“It is that time of the year when exam anxiety starts gripping everyone. I thought that once they left home all that would be over, but our oldest daughter N. has her first year history degree exams and is even more anxious than the other two, who have “A” levels and GCSE. She rings every evening full of anxious questions and has been coming home each weekend despite the expense of the train fare. History is a strong family subject and she has an excellent grounding in it. Our other two, by contrast, have concentrated on subjects which neither of us are any good at and don’t lead to any particular career. They seem to be spending hours interrupting each other’s revision”.
All over the country children, adolescents and young adults are facing examinations. Emotionally and intellectually, this is a major life event for all. It makes little difference whether the examination is by continuous assessment or not; whether it is marked by those you know or by strangers. For the final significance is that it is a rite of passage to a different stage of life that cannot be reached by any other means.
All exams, at every stage of childhood life, can evoke feelings of rivalry between siblings and class-mates. Who is the cleverest, the most imaginative, the most artistic, the most scientific? These can be an older version of the earliest sibling rivalry -who is the most loved and wanted child of all? Examinations can also stir up rivalry between child and parent. The child inside the parent can feel competitive with the real child. The film “Kes” brilliantly showed a PE teacher’s need to score more goals than his child pupils! Conversely, the child can find the parent’s success or adulthood intolerable. Whether a parent is encouraging, like Mrs T.P., or not, choosing a strong family subject poses the problems for N. of being measured where others have already succeeded.
The opposite choice, choosing subjects parents have no skill in, poses another dilemma. Mrs T.P’s youngest children might be avoiding direct rivalry with their parents by studying languages, but they still have each other to contend with. Their shared rivalry might be intensified now their older sister is showing signs of stress and taking up parental time.
All childhood exams involve difficulties but the exams of late adolescence and young adulthood involve major hurdles. As psychologist Paul Upson puts it, “These later exams are a hoop the adult world is asking you to jump through. Will you find a place in it? Have you got an ability that will be valued? These examinations are tickets to the adult world.” N has left home but she now faces her next staging post. Does she want to be an adult; employable for her skill in a subject her family are well-grounded in?
The late Rose Edgcumbe, psychoanalyst at the Anna Freud Centre highlighted this point. “Examinations are a moment of truth. Are you capable of being an adult and eventually earning your own living? You are on your way to self sufficiency and that is a hard task for people who are only just moving away and separating”. Working with such issues on an Academic Failure project at Johnson House she found that students who had the deepest anxieties had trouble breaking away from home ties.

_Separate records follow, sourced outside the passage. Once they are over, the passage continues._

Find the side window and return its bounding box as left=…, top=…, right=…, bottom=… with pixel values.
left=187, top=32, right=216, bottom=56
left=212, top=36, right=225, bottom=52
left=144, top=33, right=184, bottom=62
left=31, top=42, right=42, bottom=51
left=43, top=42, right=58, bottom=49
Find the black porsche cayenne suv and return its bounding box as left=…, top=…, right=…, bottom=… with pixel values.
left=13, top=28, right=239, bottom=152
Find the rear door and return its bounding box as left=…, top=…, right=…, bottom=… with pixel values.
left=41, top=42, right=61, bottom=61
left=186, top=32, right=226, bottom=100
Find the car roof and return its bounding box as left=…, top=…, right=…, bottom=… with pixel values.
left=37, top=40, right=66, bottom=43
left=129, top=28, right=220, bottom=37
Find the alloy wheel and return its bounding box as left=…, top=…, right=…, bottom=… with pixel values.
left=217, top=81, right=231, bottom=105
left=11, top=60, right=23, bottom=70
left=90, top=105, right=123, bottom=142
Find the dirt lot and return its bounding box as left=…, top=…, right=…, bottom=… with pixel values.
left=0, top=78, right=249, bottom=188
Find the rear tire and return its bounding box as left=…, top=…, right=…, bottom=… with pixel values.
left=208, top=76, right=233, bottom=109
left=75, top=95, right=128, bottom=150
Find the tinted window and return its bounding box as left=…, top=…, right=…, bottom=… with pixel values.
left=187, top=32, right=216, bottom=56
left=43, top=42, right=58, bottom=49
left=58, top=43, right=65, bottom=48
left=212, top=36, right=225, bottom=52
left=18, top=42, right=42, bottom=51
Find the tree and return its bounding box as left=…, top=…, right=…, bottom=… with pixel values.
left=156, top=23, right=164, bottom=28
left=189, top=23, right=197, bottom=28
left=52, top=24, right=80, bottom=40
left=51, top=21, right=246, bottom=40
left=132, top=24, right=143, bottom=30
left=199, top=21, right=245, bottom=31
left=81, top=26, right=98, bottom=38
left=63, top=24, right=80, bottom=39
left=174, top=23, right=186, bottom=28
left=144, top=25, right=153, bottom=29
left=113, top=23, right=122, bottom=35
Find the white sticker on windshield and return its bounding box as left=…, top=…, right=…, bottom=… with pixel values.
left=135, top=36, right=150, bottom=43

Cassie Cooper, former Head of Student Services at Harrow College of the Polytechnic of Central London, has been running Examination Workshops for over 15 years. These last for six weeks and involve a range of techniques to reduce exam anxiety. She comments that many students who leave home successfully and establish new friendships regress when it comes to exam time. The strain of moving further into adulthood means “lots of envy is expressed about brothers and sisters still at home “. Nevertheless, she points out that many of these students are, like N, good students who have had the resources to survive their first year up to the examination point.
However, she makes the worrying point that resources can be depleted, not just by internal anxiety to deal with, but also the external reality of current employment prospects. “ Students always used to bring their parents’ anxieties about whether they would get a job but this has risen dramatically. Parents now might be unemployed, redundant, or single and they are putting more pressure on their children to follow well-paid careers.” Might Mrs T.P. be adding to her younger children’s worries by her concern about their career choice or is it aiding them? Child psychotherapist Mrs Eileen Orford points to the difficult balance parents need to keep to provide encouragement as well as recognition of difficulties.
Rose Edgcumbe underlined this; “Parents need help to recognise that you can’t always get it right for your children. If you are highly qualified your children have a problem of fearing they will be failures in your eyes and if you are under-qualified your children feel guilty at trying to do better than you.”
Serious problems arise if parents are ambivalent or hostile to their children’s growing independence in ways which can be indirectly expressed. For example, there are female students whose parents demand time consuming household work in the revision period. Conversely, there can be students who find it so intolerable that this hurdle needs to be negotiated that they undermine their own potential to avoid their parents’ jealousy. In those circumstances extra help might be needed.